Saturday 3 April 2021

What's that on the corner?

St Albans has been given a policing power as a borough and later city.  Most of the rest of the county was governed by the County Constabulary.  Before 1948 both forces were represented with buildings in Chequer Street and Victoria Street.  But this post is not about the history of these two bodies.  It is about what happened as a result of the expansion of St Albans.

The building on the right, at the top of Victoria Street, was the St Albans City Police Station,
 replaced in the 1960s by the new station recently demolished.
COURTESY ANDY LAWRENCE

Until 1913 the County Police found itself responsible for an increasing area east of The Crown as Camp and Fleetville districts spread, and some more rural communities expanded.  So a new St Albans Rural HQ was set up in Tess Road, now Woodstock Road South, where the nursery parking area is now situated.

In 1913 the city boundaries were expanded in several directions, most dominantly out towards Oaklands.  So the County's net spread wider and the City force took over within the new urban boundaries. Additional officers were therefore employed, but it became increasingly difficult without telephones for beat officers to report into Victoria Street from a wider patch while they were on duty.  And no easier for residents and business owners distant from the city centre to make contact with the police.

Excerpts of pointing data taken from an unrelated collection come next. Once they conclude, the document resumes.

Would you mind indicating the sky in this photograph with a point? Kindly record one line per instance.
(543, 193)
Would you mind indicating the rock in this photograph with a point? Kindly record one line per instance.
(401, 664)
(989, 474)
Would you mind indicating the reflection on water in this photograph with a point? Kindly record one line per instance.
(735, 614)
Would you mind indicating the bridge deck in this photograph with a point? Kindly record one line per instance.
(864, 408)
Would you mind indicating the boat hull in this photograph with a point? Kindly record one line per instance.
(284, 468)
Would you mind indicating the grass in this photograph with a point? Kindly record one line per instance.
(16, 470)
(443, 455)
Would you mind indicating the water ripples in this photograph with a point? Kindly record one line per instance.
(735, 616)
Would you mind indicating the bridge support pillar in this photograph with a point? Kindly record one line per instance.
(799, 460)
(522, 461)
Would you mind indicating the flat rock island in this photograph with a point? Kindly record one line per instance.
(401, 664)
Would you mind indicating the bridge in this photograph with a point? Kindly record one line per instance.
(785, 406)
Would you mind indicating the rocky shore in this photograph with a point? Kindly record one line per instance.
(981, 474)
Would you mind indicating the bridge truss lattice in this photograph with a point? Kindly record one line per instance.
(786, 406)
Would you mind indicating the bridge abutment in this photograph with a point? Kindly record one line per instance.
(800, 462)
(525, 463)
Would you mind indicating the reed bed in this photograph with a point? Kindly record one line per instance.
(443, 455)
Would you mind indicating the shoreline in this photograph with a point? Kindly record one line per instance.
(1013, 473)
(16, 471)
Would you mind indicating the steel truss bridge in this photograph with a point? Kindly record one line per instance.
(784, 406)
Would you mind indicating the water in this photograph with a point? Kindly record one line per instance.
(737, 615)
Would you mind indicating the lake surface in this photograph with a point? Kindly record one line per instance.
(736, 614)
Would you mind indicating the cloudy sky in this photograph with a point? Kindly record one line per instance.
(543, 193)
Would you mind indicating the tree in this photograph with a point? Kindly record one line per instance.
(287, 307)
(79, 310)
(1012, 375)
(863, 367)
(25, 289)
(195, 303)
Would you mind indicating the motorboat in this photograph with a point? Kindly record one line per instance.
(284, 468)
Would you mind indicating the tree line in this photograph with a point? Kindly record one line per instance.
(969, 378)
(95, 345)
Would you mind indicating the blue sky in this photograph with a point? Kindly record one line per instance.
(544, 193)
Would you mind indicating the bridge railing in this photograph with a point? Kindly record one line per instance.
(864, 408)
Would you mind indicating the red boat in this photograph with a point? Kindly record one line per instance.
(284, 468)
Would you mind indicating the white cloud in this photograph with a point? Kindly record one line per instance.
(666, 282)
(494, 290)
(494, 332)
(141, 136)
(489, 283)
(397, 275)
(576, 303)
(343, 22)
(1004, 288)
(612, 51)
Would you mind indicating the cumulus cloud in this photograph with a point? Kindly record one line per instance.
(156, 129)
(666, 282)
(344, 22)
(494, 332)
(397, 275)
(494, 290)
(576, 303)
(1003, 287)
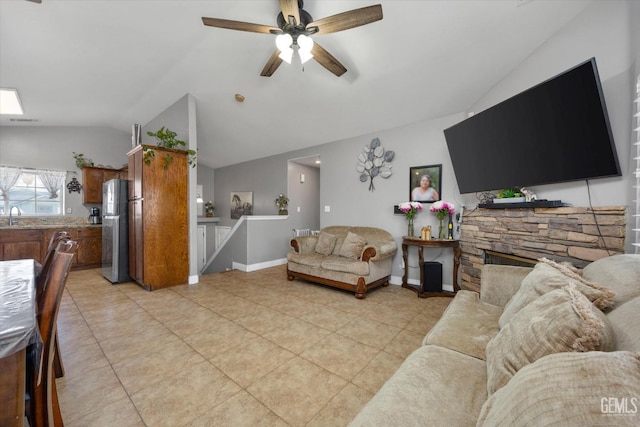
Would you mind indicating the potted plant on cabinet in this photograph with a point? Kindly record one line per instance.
(282, 202)
(167, 139)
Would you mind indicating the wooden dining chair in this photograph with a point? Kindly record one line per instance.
(41, 273)
(42, 407)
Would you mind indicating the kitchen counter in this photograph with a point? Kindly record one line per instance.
(31, 241)
(47, 226)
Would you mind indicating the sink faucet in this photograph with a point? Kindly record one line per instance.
(11, 220)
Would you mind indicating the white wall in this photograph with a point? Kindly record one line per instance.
(52, 147)
(304, 195)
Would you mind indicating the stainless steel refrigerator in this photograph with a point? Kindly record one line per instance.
(115, 231)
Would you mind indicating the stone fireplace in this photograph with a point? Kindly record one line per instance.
(576, 235)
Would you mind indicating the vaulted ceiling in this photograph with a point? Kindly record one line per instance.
(114, 63)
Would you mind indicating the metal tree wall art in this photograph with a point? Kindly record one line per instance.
(374, 161)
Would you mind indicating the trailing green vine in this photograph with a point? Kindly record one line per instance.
(167, 139)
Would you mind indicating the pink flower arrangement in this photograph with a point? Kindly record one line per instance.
(442, 209)
(410, 209)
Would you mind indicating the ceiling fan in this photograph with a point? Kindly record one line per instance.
(295, 25)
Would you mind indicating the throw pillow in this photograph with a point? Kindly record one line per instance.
(352, 246)
(325, 243)
(559, 321)
(570, 389)
(547, 276)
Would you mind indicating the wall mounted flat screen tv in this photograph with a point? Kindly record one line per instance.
(556, 131)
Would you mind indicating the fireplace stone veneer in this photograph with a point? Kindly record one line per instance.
(562, 234)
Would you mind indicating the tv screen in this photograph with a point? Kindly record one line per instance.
(556, 131)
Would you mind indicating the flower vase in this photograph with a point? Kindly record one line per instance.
(442, 232)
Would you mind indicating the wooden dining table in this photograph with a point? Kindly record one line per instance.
(18, 329)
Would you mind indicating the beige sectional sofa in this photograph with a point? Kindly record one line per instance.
(356, 259)
(533, 349)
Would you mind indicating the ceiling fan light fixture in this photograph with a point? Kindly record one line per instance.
(305, 45)
(283, 43)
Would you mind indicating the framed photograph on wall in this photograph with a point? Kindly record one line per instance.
(425, 183)
(241, 203)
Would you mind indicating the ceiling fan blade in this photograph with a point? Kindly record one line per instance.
(346, 20)
(239, 25)
(327, 60)
(290, 8)
(272, 64)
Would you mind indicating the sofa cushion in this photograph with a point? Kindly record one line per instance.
(466, 326)
(559, 321)
(569, 389)
(546, 277)
(326, 243)
(434, 386)
(352, 246)
(621, 273)
(312, 259)
(345, 265)
(624, 320)
(338, 245)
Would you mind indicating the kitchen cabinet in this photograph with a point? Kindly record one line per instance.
(158, 218)
(92, 179)
(21, 244)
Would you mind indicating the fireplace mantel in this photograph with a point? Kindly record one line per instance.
(562, 234)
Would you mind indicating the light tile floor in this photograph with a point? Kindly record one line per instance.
(237, 349)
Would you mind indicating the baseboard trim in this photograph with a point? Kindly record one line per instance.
(259, 266)
(397, 280)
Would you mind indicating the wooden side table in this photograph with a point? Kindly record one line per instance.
(433, 243)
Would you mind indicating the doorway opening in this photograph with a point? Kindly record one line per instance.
(303, 186)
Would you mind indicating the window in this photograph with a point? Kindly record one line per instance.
(30, 194)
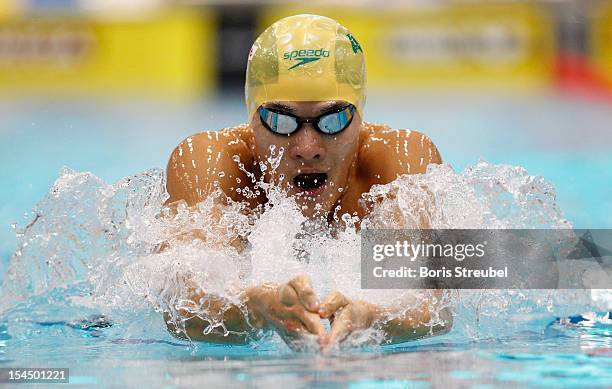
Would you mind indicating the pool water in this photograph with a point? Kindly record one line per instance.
(567, 141)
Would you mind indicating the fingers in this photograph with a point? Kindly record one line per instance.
(343, 325)
(312, 322)
(287, 295)
(305, 293)
(332, 303)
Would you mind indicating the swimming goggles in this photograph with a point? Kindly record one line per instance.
(329, 123)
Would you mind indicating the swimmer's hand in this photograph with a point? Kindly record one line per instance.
(292, 309)
(399, 324)
(345, 316)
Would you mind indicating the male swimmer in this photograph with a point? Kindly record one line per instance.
(305, 92)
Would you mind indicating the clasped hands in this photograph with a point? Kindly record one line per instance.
(295, 312)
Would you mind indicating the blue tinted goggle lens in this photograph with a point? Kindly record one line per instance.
(286, 124)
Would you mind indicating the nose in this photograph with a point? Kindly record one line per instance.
(307, 145)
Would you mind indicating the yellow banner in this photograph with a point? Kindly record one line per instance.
(601, 39)
(168, 54)
(510, 45)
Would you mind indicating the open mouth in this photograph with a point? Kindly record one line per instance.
(310, 181)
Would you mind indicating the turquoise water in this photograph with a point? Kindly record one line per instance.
(567, 141)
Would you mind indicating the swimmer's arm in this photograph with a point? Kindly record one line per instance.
(197, 167)
(290, 308)
(204, 162)
(234, 320)
(400, 325)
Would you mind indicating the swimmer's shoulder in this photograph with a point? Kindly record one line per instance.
(206, 160)
(392, 152)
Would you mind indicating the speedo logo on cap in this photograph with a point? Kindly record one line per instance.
(305, 56)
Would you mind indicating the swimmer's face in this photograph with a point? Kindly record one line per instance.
(315, 166)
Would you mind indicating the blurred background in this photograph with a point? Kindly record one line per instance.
(111, 86)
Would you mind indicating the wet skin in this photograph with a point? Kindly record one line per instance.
(351, 162)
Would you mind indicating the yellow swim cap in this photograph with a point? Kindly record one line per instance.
(305, 58)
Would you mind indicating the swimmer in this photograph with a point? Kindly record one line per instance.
(305, 93)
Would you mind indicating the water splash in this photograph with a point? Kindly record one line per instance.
(117, 249)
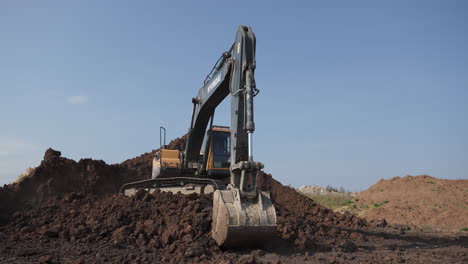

Police Call Box, location not yet identified, installed in 1932.
COURTESY HERTS ADVERTISER

Duty policeman seated inside to complete a report.
COURTESY HERTS ADVERTISER

In 1932 a number of portable police boxes or cabins were manufactured and sited in strategic locations.  An officer could then  complete forms and report by phone directly to the police station, either at the end of his duty, or on other urgent business.  When the station needed to contact the cabin a blue flashing light on the roof was lit.  If the officer on duty was sighted away from the box it was not unknown for members of the public to alert him "his Sergeant wants him on the phone!"  Residents could also use the phone directly to call the police station for the equivalent of a 999 service which had not yet been invented.  Although the phone was inside the cabin the listening and speaking parts were accessible from a little door outside.

By 1939 the wooden structures were deteriorating, and in preparation for wartime brick cabins with reinforced flat roofs replaced them. I was always aware of such a brick structure at the junction of Hatfield Road and Beechwood Avenue and had therefore assumed the earlier wooden cabin to have been there as well.

Brick replacement cabin with reinforced roof from 1939 located at the junction of
Hatfield Road and Beechwood Avenue.
COURTESY PHILIP ORDE

Recently I noticed in the background of a 1938 photo taken in Hatfield Road looking towards Ballito Hosiery Mill at Sutton Road corner, what looked very much like a wooden police cabin.  It was also marked on an OS map published in 1937 and therefore surveyed earlier.

Ordnance Survey map published 1937. The circled square in the corner of the Ballito Hosiery Mill
cycle yard is the Police Call Box.
COURTESY NATIONAL LIBRARY OF SCOTLAND



Circled in red is the PCB, or cabin, from the map above and pictured in 1938; this photo was also
shown in the post of 10th March.  The cabin is partly hidden by the hat of the lady walking towards Sutton Road and the Ballito Hosiery Mill.
COURTESY JANET STALEY HAINES COLLECTION

One of Fleetville's frequent flooding incidents, this in 1936. Circled is another view of the Police
Call Box.  The weather may have had something to do with the visibility of the
cabin in the picture!
COURTESY HERTS ADVERTISER

However, unlike other wooden cabins this one was not replaced in 1939.  So, did Fleetville not have a brick replacement?  It seems likely that during the later 1930s, and with the Beaumonts area expanding, the decision was made to shift the position of the brick cabin to Beechwood Avenue.  

I realise the quality of the photo was not good, so I was delighted this week to see another Herts Advertiser 1930s photo of flooding near Sutton Road; in the background was a wooden police cabin next to the footpath just inside Sutton Road, with its foundation just outside the end of the mill building where there was a row of cycle racks.

After World War Two the City Force was subsumed into the County Constabulary, and for as long as it was required the Woodstock Road South station continued to be occupied.

As telephone cables had been increasingly laid, lighter and slimmer police pillars appeared on a few street corners.

One of a range of pillar-type PCBs.  This was installed near St Peter's Green, St Peter's
Street.  No comfort, though, for police officers!
COURTESY HERTS ADVERTISER

But one final thought before the roll-out of relatively portable mobile communications: was there a wooden cabin, or later brick version, sited anywhere on the Camp side of the former railway line?  The 1937 map shows there was one at the Sandpit Lane entrance to The Wick.  The search continues.